Unable to shoulder this immense burden, I decided that ‘sin’ was an illusion designed to control and manipulate me into submitting to the will of elders and others in authority, or indeed to anyone with a will to reference my subjection to God, who could use my fear of God’s retribution as a means of punishing me if I expressed an opinion or exerted my own will. I saw my experience mirrored in Antonia White’s book Frost in May, in which she describes a convent school teacher remarking about a troublesome potential scholar: “Ah, and here we have another little will to be broken”.

In order to be my own person, because I am who I am (and as Popeye-the-sailor-man famously said, “and that’s all that I am”), I claimed my independence in my late teens and early twenties by defiantly rejecting the notion of sin as a reality. It was then that hope began to blossom for me. Of course, my hope was in myself and not consciously in Christ or in Christ’s presence in me – so my lived ‘sinless’ conduct (in name but not in truth: and it took me some time to see how this philosophy was affecting my relationships with other people) was ultimately disappointing and unfulfilling. I had made of myself a god, reflecting only a distorted image of the God who still lived within me even though I had made up my mind that his existence or otherwise was no concern of mine.

In retrospect, I realise that while I thought that by rejecting all authoritarian claims over me, I was rejecting God, I was in truth sincerely searching for the freedom that comes from knowing God as wise, merciful and caring; God who wants to be connected through relationship to all people. I was looking for responsible existence in relationship with God and other persons and I was rejecting the mechanisms of power-play that coupled and characterised so many of my relationships when I was a youth: this corruption was the sin that I sought to forsake.

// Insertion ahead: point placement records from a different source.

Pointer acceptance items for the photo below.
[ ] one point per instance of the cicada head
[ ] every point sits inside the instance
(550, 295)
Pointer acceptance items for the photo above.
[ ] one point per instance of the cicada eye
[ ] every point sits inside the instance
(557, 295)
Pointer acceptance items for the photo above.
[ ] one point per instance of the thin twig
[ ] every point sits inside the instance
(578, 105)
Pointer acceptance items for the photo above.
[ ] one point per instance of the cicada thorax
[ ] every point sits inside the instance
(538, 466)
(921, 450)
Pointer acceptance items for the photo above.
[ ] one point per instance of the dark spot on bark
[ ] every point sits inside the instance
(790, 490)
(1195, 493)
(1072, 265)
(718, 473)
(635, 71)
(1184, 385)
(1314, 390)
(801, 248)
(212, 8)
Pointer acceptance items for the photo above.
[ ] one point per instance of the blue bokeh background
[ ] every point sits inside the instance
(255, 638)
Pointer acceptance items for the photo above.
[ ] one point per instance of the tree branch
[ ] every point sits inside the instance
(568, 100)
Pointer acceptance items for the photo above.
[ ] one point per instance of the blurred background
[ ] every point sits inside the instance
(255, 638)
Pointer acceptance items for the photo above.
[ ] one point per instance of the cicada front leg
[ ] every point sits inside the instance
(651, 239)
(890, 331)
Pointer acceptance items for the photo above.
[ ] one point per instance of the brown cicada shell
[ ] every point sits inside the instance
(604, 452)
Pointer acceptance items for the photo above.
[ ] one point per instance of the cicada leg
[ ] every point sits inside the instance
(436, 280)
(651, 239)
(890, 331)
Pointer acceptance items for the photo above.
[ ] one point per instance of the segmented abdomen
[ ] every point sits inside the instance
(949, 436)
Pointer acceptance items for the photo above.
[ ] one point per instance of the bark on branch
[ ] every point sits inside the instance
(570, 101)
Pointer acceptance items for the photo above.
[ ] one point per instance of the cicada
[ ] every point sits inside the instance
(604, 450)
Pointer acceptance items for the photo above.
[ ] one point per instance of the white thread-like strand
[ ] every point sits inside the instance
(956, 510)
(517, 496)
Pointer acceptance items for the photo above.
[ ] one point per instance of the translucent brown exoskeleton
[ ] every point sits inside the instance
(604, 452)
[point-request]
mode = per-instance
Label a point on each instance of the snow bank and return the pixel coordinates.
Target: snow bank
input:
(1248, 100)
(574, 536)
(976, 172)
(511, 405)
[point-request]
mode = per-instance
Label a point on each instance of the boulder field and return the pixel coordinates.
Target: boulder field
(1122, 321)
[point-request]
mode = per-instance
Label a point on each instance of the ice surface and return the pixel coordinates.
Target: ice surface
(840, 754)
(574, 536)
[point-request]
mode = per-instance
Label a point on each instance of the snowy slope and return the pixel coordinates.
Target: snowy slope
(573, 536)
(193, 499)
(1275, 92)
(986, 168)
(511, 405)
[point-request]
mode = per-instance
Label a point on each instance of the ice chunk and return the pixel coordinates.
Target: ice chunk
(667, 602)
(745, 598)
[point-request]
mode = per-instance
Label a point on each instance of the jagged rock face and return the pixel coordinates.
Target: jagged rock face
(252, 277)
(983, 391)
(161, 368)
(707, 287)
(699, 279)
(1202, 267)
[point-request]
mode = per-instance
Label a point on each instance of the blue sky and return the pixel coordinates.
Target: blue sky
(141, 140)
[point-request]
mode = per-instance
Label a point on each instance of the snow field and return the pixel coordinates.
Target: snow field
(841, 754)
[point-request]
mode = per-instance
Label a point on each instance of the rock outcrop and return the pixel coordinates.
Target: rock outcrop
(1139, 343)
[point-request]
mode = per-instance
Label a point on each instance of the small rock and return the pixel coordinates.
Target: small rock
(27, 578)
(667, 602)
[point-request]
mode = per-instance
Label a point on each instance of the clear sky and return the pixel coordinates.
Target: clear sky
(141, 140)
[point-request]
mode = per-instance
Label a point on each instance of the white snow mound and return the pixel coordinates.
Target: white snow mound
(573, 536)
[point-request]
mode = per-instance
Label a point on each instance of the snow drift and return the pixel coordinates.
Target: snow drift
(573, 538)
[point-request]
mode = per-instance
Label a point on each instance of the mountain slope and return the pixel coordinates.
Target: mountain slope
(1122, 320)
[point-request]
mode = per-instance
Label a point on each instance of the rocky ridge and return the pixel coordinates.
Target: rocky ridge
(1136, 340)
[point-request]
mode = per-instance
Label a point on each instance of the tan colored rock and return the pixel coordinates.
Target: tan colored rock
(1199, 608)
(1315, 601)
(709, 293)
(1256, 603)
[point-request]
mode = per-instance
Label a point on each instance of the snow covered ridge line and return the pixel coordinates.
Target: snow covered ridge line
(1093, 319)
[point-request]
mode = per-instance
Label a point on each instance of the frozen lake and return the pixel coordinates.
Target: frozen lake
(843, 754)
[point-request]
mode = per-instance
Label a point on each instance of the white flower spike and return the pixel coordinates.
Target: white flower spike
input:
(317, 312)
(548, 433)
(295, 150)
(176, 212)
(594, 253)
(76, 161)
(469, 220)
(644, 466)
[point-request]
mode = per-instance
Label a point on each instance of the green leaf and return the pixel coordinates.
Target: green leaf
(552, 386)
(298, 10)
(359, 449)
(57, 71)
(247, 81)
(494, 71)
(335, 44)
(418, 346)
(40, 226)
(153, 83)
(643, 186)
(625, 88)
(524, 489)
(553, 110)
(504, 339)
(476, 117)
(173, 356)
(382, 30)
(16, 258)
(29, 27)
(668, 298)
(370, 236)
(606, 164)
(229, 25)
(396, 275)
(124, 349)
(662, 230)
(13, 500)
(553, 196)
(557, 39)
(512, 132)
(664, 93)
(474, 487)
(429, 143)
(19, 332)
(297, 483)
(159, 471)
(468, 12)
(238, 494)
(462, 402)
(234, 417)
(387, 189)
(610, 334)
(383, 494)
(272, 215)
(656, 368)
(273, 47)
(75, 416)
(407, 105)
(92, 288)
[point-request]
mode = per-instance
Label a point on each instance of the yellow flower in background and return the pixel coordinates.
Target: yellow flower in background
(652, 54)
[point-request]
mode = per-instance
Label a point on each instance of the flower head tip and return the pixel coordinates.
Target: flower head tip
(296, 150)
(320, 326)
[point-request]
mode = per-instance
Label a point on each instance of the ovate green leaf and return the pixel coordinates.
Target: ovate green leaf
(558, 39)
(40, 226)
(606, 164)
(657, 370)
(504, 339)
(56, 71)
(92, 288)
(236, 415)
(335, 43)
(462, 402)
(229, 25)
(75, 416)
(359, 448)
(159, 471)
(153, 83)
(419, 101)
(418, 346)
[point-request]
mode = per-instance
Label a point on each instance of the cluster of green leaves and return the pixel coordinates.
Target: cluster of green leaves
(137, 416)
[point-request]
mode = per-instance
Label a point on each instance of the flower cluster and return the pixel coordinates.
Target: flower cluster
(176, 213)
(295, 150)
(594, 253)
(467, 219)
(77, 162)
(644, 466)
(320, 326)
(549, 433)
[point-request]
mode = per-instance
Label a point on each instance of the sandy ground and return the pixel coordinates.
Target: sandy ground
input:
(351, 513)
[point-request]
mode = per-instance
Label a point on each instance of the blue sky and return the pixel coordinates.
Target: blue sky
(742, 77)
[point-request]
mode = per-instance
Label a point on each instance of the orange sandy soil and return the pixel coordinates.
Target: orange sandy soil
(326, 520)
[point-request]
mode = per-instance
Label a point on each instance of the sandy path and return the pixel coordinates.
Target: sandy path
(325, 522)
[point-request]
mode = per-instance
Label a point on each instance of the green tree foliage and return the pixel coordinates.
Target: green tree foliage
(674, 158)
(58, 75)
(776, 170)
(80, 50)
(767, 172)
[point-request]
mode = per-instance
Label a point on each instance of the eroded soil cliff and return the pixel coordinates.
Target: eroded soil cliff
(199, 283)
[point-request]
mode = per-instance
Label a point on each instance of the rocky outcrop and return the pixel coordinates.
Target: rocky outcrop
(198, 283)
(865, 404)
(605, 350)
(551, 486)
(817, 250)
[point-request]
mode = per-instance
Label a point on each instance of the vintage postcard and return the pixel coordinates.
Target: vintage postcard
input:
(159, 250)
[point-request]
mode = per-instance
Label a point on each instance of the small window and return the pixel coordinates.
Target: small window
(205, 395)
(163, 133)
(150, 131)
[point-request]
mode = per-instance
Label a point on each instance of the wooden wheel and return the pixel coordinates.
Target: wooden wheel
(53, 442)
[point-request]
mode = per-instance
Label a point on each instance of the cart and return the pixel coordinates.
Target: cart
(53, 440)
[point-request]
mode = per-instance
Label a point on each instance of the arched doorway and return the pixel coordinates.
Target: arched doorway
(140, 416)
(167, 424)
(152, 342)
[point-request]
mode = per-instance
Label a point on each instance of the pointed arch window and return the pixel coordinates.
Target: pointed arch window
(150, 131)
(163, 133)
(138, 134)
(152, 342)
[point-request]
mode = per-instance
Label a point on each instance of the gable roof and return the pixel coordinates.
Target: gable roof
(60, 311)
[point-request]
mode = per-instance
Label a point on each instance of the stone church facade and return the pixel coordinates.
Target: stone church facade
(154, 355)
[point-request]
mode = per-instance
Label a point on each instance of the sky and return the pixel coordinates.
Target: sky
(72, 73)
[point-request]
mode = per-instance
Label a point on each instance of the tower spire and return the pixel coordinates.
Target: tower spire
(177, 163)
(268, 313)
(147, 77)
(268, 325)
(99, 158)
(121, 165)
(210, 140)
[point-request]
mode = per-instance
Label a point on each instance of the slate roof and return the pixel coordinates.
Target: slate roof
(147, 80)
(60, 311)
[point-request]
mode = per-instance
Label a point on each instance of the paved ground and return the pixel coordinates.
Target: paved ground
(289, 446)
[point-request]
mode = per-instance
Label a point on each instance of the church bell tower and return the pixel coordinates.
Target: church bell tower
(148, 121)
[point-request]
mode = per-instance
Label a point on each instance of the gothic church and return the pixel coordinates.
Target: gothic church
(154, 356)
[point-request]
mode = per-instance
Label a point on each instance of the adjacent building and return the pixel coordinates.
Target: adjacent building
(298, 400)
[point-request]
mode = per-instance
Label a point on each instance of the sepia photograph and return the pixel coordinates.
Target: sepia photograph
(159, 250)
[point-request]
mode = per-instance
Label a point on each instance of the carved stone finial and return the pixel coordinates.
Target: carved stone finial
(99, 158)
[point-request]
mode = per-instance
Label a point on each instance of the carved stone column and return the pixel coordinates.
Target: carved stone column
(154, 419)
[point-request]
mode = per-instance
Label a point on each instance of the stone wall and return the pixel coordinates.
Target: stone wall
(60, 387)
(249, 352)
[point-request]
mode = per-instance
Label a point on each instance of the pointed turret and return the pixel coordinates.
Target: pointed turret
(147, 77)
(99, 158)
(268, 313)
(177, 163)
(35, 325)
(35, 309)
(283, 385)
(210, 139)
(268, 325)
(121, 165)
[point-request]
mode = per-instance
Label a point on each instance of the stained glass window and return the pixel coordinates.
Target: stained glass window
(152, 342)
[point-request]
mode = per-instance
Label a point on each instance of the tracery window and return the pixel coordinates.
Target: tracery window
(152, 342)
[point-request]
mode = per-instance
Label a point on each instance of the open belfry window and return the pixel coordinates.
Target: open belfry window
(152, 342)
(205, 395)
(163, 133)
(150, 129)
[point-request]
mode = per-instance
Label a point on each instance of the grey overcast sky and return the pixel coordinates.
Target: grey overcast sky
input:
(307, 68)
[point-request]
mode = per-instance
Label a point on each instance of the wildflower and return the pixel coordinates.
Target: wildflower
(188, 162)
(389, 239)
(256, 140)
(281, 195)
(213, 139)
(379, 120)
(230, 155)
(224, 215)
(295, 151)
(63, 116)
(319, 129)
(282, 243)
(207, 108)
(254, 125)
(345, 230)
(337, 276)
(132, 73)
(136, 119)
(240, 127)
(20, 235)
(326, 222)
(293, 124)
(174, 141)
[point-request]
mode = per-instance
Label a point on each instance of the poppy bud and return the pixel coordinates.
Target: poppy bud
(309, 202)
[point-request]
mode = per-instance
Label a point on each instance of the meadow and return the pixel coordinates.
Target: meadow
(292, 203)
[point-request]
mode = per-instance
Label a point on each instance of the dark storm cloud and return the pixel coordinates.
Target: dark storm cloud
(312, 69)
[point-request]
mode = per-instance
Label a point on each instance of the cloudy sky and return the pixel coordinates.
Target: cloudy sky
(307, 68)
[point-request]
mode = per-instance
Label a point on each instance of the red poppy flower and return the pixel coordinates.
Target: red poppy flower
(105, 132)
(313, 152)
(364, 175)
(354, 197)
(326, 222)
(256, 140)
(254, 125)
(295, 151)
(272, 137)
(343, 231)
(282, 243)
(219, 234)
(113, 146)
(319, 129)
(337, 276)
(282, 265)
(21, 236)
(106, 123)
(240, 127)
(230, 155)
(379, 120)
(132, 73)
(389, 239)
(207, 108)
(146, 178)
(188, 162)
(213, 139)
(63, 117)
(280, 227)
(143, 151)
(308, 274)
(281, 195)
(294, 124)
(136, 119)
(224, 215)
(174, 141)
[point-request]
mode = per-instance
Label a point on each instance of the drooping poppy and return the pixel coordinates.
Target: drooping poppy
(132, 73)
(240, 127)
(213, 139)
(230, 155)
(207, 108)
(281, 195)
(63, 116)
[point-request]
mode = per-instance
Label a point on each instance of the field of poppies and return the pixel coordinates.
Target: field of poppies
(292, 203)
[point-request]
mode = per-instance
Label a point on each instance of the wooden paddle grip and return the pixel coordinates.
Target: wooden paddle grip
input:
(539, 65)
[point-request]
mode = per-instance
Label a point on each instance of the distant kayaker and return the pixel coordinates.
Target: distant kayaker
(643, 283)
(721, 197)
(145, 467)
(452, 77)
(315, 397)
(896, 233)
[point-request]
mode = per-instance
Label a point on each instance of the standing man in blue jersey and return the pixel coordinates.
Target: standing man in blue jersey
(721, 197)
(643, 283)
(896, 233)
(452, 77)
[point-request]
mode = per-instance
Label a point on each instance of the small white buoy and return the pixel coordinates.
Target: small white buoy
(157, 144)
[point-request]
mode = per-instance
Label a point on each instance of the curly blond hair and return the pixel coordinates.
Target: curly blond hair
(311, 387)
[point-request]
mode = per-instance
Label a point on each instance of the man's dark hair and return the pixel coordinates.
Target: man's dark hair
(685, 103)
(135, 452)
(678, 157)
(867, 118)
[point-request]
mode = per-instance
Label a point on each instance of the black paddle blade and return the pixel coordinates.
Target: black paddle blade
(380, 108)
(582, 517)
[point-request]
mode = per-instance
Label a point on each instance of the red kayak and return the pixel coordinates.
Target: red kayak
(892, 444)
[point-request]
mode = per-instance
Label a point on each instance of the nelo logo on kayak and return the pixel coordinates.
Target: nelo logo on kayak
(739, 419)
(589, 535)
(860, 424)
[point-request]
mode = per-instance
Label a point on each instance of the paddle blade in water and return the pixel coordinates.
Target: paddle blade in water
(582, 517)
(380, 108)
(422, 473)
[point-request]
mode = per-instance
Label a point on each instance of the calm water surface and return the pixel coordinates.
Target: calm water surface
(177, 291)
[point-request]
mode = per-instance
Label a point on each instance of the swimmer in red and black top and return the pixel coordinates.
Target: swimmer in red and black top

By God’s mercy, a sincere religious experience enabled me to encounter God, to look past the pseudo-religious construct that had obscured his visage from me until then, and to see him for who he really is. In my encounter with him, I came to know myself as loved by God. In the light of God’s love, I was able to acknowledge my own failings and sinfulness, ask for and receive mercy and pardon, and be reunited with Christ in a genuinely hope-filled existence: one that recognises sin and its effects as a reality, but that acknowledges God as the source of all goodness and God’s love as the power by which sin is overcome. Out of the ashes this phoenix arose: I grasped with both hands the opportunity to re-evaluate my personal creed, turn away from my fiercely independent rejection of what I had imagined to be God, and be faithful to the good news of God’s compassion and love.

This experience taught me that in finding freedom in Christ, I am in faith able to accept responsibility for my sin. In accepting responsibility for my failure to love fully, I find freedom to accept God’s forgiveness. In accepting God’s mercy, I find the strength to hold onto hope in a world where God’s intervention is always only the becoming historical and concrete of God’s transcendent yet embedded self-communication. In holding onto hope, I can live a life of love as far as I am able, and I can keep on learning how to love – even though I often get it wrong.